Wiedziała o grillu. To właśnie wczoraj wspólnie wpadli na ten pomysł.
Postanowili nie ukrywać się z tą miłością i obwieścić ją światu. Alex nie
pamiętał już nawet, kiedy uśmiechał się tak często, jak wczoraj. Ponownie
docenił mądrość Uli. Pamiętał jak mocno wierzyła w to, że on prędko znajdzie
swoją bratnią duszę. Spełniło się wszystko, o czym mówiła. Pokochał dziewczynę
tak bardzo do niej podobną. Ciepłą, łagodną, szczerą, pozbawioną obłudy i
fałszu. Przy niej i on łagodniał, był spokojny i zrównoważony. Gdy wspominał te
lata pełne wściekłości, irytacji z byle powodu, mściwej radości z potknięć
Marka, otrząsał się z obrzydzeniem. Musi jeszcze tylko postarać się o nich zapomnieć,
bo żył wtedy jak w amoku pielęgnując w sobie pragnienie zemsty. Szczęśliwie to
już za nim. Wierzył, że przy Jadzi dojdzie całkowicie do równowagi i ta trauma
z przeszłości zniknie na zawsze.
Punktualnie
o szesnastej zadzwonił dzwonek. Ubrany w swobodny strój Alex z uśmiechem
otworzył drzwi. Przed nim stał Maciek z Anią i jego ukochana Jadzia. Przywitał
ich ciepło i poprowadził do ogrodu.
- Rozgośćcie się. Tu macie napoje. Ciebie
Jadziu proszę, żebyś mi pomogła. Rozpalimy grill, ale wcześniej trzeba będzie
przynieść wszystko z kuchni. Zaczekamy też na resztę towarzystwa. O! Chyba
właśnie ktoś przyjechał – powiedział usłyszawszy dzwonek. – Przepraszam was,
zaraz wracam.
Po chwili
ukazał się z Ulą i Markiem.
- Brakuje tylko Sebastiana i Violetty, ale i
oni pewnie zjawią się niebawem. Ula, Marek, siadajcie. Ja z Jadzią poprzynoszę
wszystko. – Znikł wraz z nią w czeluściach domu. W kuchni objął ją i pocałował
czule.
- Stęskniłem się od wczoraj bardzo – szepnął. Spojrzała
w jego oczy i uśmiechnęła się.
- Ja też. Zanim zasnęłam długo myślałam o
tobie… o nas. Kocham cię.
- Ja ciebie też, bardzo mocno. A teraz
zabierzmy te tace z kiełbasą, mięsem i boczkiem i całą resztę, którą
przygotowałem.
- Strasznie dużo tego. – Roześmiał się.
- Bo i nas dużo kochanie.
Wynieśli
wszystko do ogrodu. Maciek już zajął się rozpalaniem grilla. Alex podszedł do
niego i powiedział z uznaniem
- Dobrze ci idzie. Masz zręczne ręce.
- Tak, to akurat nie sprawia mi problemu.
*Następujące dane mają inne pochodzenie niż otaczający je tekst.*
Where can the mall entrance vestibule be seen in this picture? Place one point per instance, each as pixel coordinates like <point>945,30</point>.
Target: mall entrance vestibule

Często robiliśmy grilla u Cieplaków w ogródku i to zawsze ja rozpalałem.
Zastygł na chwilę. - Alex, dzwonek dzwoni, to pewnie Sebastian.
- Masz rację, już idę otworzyć.
Wrócił
prowadząc ze sobą spóźnioną nieco parę. Violetta jak zwykle żywiołowo
zareagowała na widok towarzystwa i witała się ze wszystkimi wylewnie.
- Ula, przywiozłam ciasto. Tym razem
własnoręcznie upieczone przeze mnie według twojego przepisu. Mam nadzieję, że
wam będzie smakować. Sebulek mówi, że dobre. Nie byłby sobą, gdyby nie
spróbował – roześmiała się. Ula uśmiechnęła się do niej z sympatią. Polubiła tę
szaloną dziewczynę.
- Na pewno będzie pyszne Viola. Może pokroimy
od razu. Alex dasz nam jakiś talerz i duży nóż?
- Oczywiście, już przynoszę.
Atmosfera
rozluźniła się. Olszański i Szymczyk z zadowoleniem skonstatowali, że obecny
Alex w niczym nie przypomina poprzedniego Alexa i rozmawiali z nim bez obaw.
Panowie zebrali się wokół grilla, trzymając w dłoniach butelki z piwem, a panie
plotkowały w swoim towarzystwie.
- Ula, jak wujek? – Jadzia przysiadła obok
kuzynki.
- Dobrze. Dzieli pokój z panem z Katowic.
Dobrze się dogadują. Od jutra będzie miał zabiegi. Okolica piękna, wiec i
spacerować jest gdzie. Dzieciaki też dojechały szczęśliwie. Dzwoniliśmy i jak
na razie są zadowolone. A ty nie czujesz się samotna w tym pustym teraz domu?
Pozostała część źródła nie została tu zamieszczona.